But public interest tv isn’t about the economy. Well, not in a strict sense. The government’s broadcasting policy should serve the community. A fully funded public broadcaster under the management and governance of Maori Television would deliver a channel that serves the community better than TVNZ.


  1. The Government has killed public service broadcasting. Giving MTS the money from killing off TVNZ7 would not make MTS a Public Broadcaster. This would change, or expand, and potentially confuse the role of MTS, which is not the issue for those concerned about the lack of a quality PBS in Aotearoa. A spanner is a spanner, and is not ideal when used as a hammer!

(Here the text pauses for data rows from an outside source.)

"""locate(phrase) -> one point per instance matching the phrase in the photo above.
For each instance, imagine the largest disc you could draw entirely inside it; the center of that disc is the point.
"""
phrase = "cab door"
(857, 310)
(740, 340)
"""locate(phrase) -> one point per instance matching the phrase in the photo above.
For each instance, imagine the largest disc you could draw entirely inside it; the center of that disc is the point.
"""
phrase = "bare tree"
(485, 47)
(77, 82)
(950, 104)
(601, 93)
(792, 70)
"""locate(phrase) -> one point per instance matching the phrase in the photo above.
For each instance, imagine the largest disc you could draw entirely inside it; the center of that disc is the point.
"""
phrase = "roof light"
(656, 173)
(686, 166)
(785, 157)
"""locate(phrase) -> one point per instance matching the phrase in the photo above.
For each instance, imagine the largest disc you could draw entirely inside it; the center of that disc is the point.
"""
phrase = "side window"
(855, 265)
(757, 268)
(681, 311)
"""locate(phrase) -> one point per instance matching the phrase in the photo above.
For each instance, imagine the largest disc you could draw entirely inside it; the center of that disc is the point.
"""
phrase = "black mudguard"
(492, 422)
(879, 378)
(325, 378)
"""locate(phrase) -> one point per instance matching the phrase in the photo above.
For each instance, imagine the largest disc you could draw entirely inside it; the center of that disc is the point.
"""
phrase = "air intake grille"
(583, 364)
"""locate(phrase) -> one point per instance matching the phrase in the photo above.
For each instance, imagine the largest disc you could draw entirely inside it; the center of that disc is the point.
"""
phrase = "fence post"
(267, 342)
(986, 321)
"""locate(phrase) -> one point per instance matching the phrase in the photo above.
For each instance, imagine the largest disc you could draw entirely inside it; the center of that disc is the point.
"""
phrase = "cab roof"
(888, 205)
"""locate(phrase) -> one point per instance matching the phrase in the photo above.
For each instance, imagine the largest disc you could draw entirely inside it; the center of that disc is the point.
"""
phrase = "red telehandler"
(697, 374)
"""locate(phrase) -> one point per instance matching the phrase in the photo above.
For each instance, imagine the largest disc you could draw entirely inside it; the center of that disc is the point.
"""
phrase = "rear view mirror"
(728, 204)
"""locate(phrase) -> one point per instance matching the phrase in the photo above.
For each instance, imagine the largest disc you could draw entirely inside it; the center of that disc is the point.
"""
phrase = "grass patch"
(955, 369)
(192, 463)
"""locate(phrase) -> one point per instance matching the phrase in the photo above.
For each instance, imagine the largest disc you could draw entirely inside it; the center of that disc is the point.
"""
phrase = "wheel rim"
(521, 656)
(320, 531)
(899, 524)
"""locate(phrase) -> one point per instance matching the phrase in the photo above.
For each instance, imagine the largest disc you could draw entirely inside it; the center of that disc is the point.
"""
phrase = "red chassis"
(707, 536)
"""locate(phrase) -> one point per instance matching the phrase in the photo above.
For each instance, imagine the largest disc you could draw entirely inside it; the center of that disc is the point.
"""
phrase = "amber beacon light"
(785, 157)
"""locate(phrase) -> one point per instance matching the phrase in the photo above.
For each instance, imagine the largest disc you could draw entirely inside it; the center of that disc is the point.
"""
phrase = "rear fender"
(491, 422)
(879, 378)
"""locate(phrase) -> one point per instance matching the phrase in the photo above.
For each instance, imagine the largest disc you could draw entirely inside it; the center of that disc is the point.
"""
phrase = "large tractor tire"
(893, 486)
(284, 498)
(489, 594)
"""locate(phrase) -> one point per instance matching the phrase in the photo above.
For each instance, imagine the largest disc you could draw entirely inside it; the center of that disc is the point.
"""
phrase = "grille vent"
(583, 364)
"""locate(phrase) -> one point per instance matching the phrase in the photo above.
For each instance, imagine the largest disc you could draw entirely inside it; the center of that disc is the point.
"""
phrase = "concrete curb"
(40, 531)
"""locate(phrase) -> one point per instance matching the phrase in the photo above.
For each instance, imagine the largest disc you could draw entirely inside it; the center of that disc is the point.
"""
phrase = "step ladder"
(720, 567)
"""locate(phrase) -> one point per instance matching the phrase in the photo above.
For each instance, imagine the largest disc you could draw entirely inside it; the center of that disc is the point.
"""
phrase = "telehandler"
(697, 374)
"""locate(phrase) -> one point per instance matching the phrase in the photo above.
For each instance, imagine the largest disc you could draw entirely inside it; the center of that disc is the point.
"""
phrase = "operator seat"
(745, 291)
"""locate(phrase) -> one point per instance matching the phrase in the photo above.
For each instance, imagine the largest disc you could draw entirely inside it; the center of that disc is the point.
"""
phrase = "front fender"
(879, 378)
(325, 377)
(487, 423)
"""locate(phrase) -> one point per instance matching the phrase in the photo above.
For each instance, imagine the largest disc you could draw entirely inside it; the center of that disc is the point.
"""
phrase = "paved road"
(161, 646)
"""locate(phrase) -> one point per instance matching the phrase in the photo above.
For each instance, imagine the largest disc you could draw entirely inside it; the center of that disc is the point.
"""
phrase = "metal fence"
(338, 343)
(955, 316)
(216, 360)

  2. There are other options to preserve and expand public television in NZ. We are trying to keep Face TV afloat in a sea of denial of an affordable Freeview frequency and government handouts.
    We cost far less than those 10s of millions a year and provide a much wider cultural and political service than TVNZ or MTS can or want.

  3. Ditch TVNZ but NOT its assets!
    As we know, the Natz agenda is to privatise it – its just that its not that attractive a proposition at the moment for a buyer.

    TVNZ has been sabotaged, its organisational culture is completely wrong, and has been for quite some time. Many/most of its senior management (if they can be called management) really don’t even understand the concept of public service broadcasting, and the culture has percolated through the ranks.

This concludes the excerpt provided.